A Teoria Crítica de Frankfurt, principalmente Adorno (Dialética Negativa) - e 
também a grande maioria da filosofia continental - atacam a lógica e filosofia 
analítica por um viés parecido. Dizem eles que os lógicos *hipostasiam* algo 
que é meramente cultural, que as regras e necessidades da lógica (ou das 
lógicas) são apenas frutos de uma sociedade burocrática que mesmo antes de ter 
indústrias de materiais de produção já possuía o seu próprio esclarecimento 
industrializado - segundo Adorno, em Homero já se encontra a *fórmula 
capitalista correta* (!) - Sendo assim, todo e qualquer princípio ou regra 
lógica seriam apenas descrições de um modo comum de pensar que foi puramente 
determinado por um momento (momentum?) social, de tal forma que bastaríamos 
mudar as condições sociais que mudaríamos assim a própria Lógica! No 
entanto, eu acho isso tudo no mínimo uma imensa ingenuidade.

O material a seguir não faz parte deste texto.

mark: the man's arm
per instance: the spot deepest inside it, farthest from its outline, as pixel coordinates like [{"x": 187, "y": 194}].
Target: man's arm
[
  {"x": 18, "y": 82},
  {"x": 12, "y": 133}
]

Minha questão: sem a Lógica Clássica (*definida* no início) como é possível 
inclusive diferenciar momentos distintos numa sociedade? Como é possível 
identificar as *Lógicas não-Clássicas* e diferenciá-las das *Lógicas 
Clássicas*? Ou seja, toda crítica ou restrição à Lógica Clássica necessita 
dessa mesma lógica pra sequer fazer sentido. Você não consegue significar nada 
que não caia nas exigências da Lógica Clássica! Falo isso pois, a meu ver, a 
expressão "Lógica" não se identifica com a expressão "Sistema Formal". Há 
Sistemas Formais não-Clássicos plenamente funcionais e significativos, mas não 
vejo que exista por causa disso *Lógicas não-Clássicas*. 

Farei aqui uma rápida comparação com a Computação para tentar clarear ainda 
mais essa questão: 

Os inúmeros sistemas lógicos são apenas manipulações de símbolos, naturalmente, 
muitos deles de extrema utilidade. Considero os Sistemas Formais da Lógica no 
mesmo patamar das Linguagens de Programação de Alto Nível. Há inúmeras delas e 
sua quantidade é potencialmente infinita; basta mudar uma sintaxe e eu crio uma 
nova Linguagem, um novo Sistema. Porém, da mesma forma como as Linguagens de 
Alto Nível (como Java, C++, .NET, Haskell...) dependem das mesmas regras 
embutidas lá no micro-processador e por mais distintas e 
contraditórias-entre-si que sejam tais Linguagens serão todas elas processadas 
por essas mesmas regras, assim, da mesma forma, todo Sistema Formal, para 
sequer ter sentido, dependem das regras *embutidas* na semântica da 
metalinguagem do próprio uso linguístico ao manusear tais sistemas. Explico-me: 
no meu entender, ao se fazer filosofia, lógica, ciência.... há sempre uma 
*primeira linguagem* que é simplesmente
 impossível de ser mencionada (eis o nosso *micro-processador*) nela é só 
possível o uso, nunca a menção! Pois basta mencioná-la que ela deixa de ser a 
primeira linguagem e passa a ser uma linguagem-objeto, sendo agora mencionada 
pelo uso daquela sempre *primeira meta-linguagem*, que sempre se mantém ativa 
em qualquer uso da linguagem humana.

Assim, a estrutura semântica dessa sempre primeira metalinguagem é uma Lógica 
essencialmente Clássica, bivalente e consistente, sem qual nada faria sentido, 
sem a qual não seria possível diferenciar nem *momentos sociais distintos* nem 
*sistemas formais distintos*.  A Lógica Clássica, por esse ponto de vista, é 
simplesmente uma exigência semântica, é a única maneira de uma coleção de 
símbolos possuir significado, não sendo assim uma questão meramente cultural, 
social ou axiomática.... Enquanto a humanidade utilizar uma linguagem que 
necessita de semântica, tal linguagem trará junto consigo as exigências Lógica 
Clássica.

Pode soar meio radical ou meio esquisito mas é mais ou menos isso mesmo!